Glenohumeral joint arthritis is caused by the destruction of the cartilage layer covering the bones in the glenohumeral joint. This creates a bone-on-bone environment, which encourages the body to produce osteophytes (bone spurs). Friction between the humerus and the glenoid increases, so the shoulder no longer moves smoothly or comfortably. As osteophytes develop, motion is gradually lost. A number of conditions can lead to the breakdown of cartilage surfaces:
Wear and tear over time
Trauma (such as a fracture or dislocation)
A chronic (long-standing) inflammatory condition (such as rheumatoid arthritis)
Osteonecrosis (bone death caused by loss of blood supply)
Chronic rotator cuff tears in which the head of the humerus (the upper bone in the arm) loses its proper position in the middle of the glenoid (socket)
Rare congenital and metabolic conditions
Post-surgical changes that can be a result of over-tightening during instability surgery
As with other arthritic conditions, initial treatment of arthritis of the shoulder is nonsurgical. Your doctor may recommend the following treatment options:
Rest or change in activities to avoid provoking pain. You may need to change the way you move your arm to do things.
Physical therapy exercises may improve the range of motion in your shoulder.
Nonsteroidal anti-inflammatory medications (NSAIDs), such as aspirin or ibuprofen, may reduce inflammation and pain. These medications can irritate the stomach lining and cause internal bleeding. They should be taken with food. Consult with your doctor before taking over-the-counter NSAIDs if you have a history of ulcers or are taking blood thinning medication.

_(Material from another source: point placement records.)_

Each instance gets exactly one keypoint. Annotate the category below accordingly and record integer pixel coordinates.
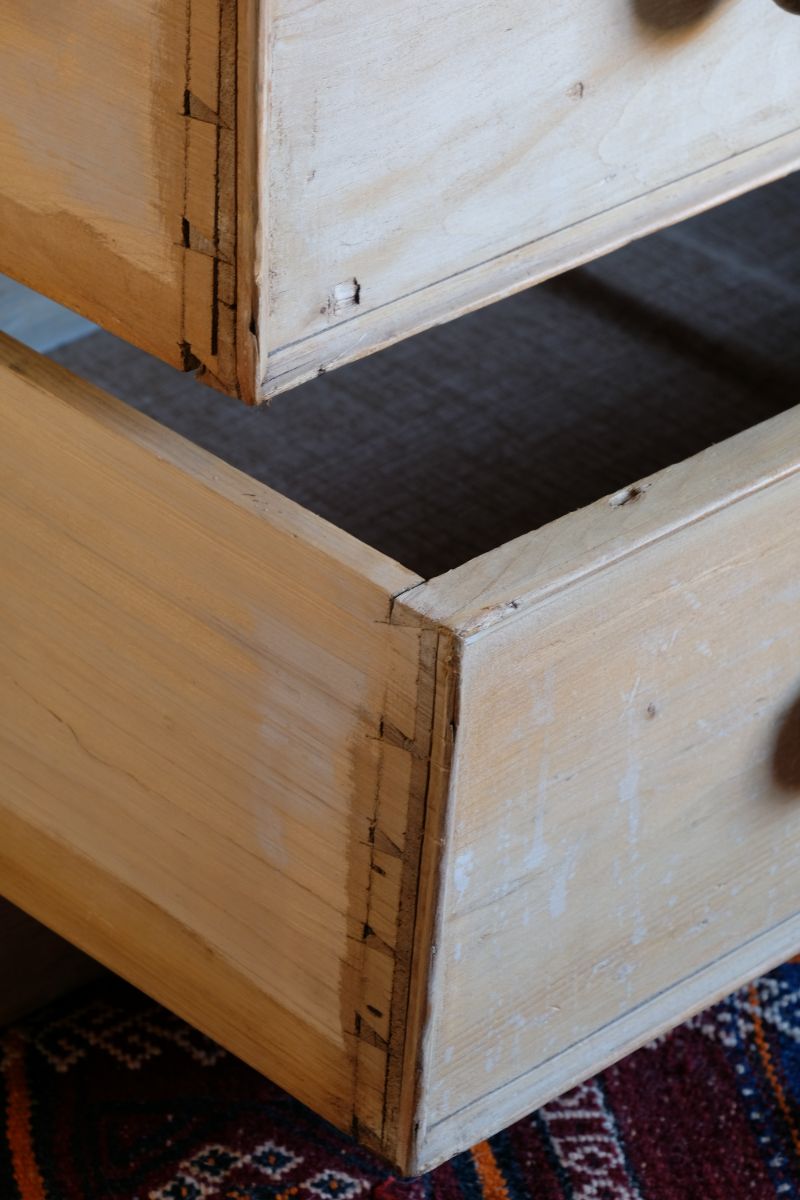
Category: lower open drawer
(423, 852)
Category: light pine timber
(621, 829)
(118, 196)
(268, 189)
(210, 741)
(425, 853)
(36, 966)
(444, 156)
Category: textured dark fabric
(473, 433)
(106, 1096)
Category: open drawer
(266, 189)
(426, 853)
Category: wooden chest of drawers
(423, 852)
(268, 189)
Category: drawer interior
(477, 431)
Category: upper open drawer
(266, 189)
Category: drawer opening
(464, 437)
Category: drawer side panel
(196, 678)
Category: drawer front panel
(624, 839)
(416, 149)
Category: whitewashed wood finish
(118, 196)
(425, 853)
(623, 838)
(445, 155)
(209, 741)
(36, 966)
(268, 189)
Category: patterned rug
(106, 1096)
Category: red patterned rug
(106, 1096)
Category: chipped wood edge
(218, 287)
(419, 910)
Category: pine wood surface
(218, 183)
(209, 739)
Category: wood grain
(445, 157)
(623, 829)
(210, 747)
(118, 191)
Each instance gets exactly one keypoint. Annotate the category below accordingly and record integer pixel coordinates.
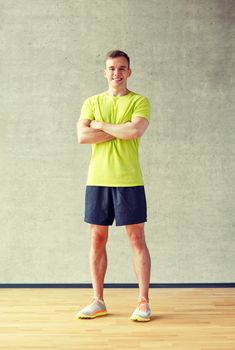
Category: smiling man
(113, 122)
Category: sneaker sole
(97, 314)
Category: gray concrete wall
(51, 59)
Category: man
(113, 123)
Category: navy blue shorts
(127, 205)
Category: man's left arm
(130, 130)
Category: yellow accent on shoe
(140, 319)
(142, 313)
(97, 314)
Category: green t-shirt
(115, 163)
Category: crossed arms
(97, 132)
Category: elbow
(81, 139)
(136, 133)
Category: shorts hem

Corticosteroid injections in the shoulder can dramatically reduce the inflammation and pain. However, the effect is often temporary.
MOIST HEAT & ICE
Ice your shoulder for 20 to 30 minutes two or three times a day to reduce inflammation and ease pain.
If you have rheumatoid arthritis, your doctor may prescribe a disease-modifying drug, such as methotrexate.
Dietary supplements, such as glucosamine and chondroitin sulfate may help relieve pain. (Note: There is little scientific evidence to support the use of glucosamine and chondroitin sulfate to treat arthritis. In addition, the U.S. Food and Drug Administration does not test dietary supplements. These compounds may cause negative interactions with other medications. Always consult your doctor before taking dietary supplements.)
Your doctor may consider surgery if your pain causes disability and is not relieved with nonsurgical options.
Cases of mild glenohumeral arthritis may be treated with arthroscopy, During arthroscopy, the surgeon inserts a small camera, called an arthroscope, into the shoulder joint. The camera displays pictures on a television screen, and the surgeon uses these images to guide miniature surgical instruments.
Because the arthroscope and surgical instruments are thin, the surgeon can use very small incisions (cuts), rather than the larger incision needed for standard, open surgery.
During the procedure, your surgeon can debride (clean out) the inside of the joint. Although the procedure provides pain relief, it will not eliminate the arthritis from the joint. If the arthritis progresses, further surgery may be needed in the future.
SHOULDER JOINT REPLACEMENT (ARTHROPLASTY).
Advanced arthritis of the glenohumeral joint can be treated with shoulder replacement surgery, in which the damaged parts of the shoulder are removed and replaced with artificial components, called a prosthesis.
Replacement surgery options include:
Just the head of the humerus is replaced by an artificial component.
Total shoulder arthroplasty. Both the head of the humerus and the glenoid are replaced. A plastic “cup” is fitted into the glenoid, and a metal “ball” is attached to the top of the humerus.
REVERSE TOTAL SHOULDER ARTHROPLASTY.
In a reverse total shoulder replacement, the socket and metal ball are opposite a conventional total shoulder arthroplasty. The metal ball is fixed to the glenoid and the plastic cup is fixed to the upper end of the humerus. A reverse total shoulder replacement works better for people with cuff tear arthropathy because it relies on different muscles — not the rotator cuff — to move the arm.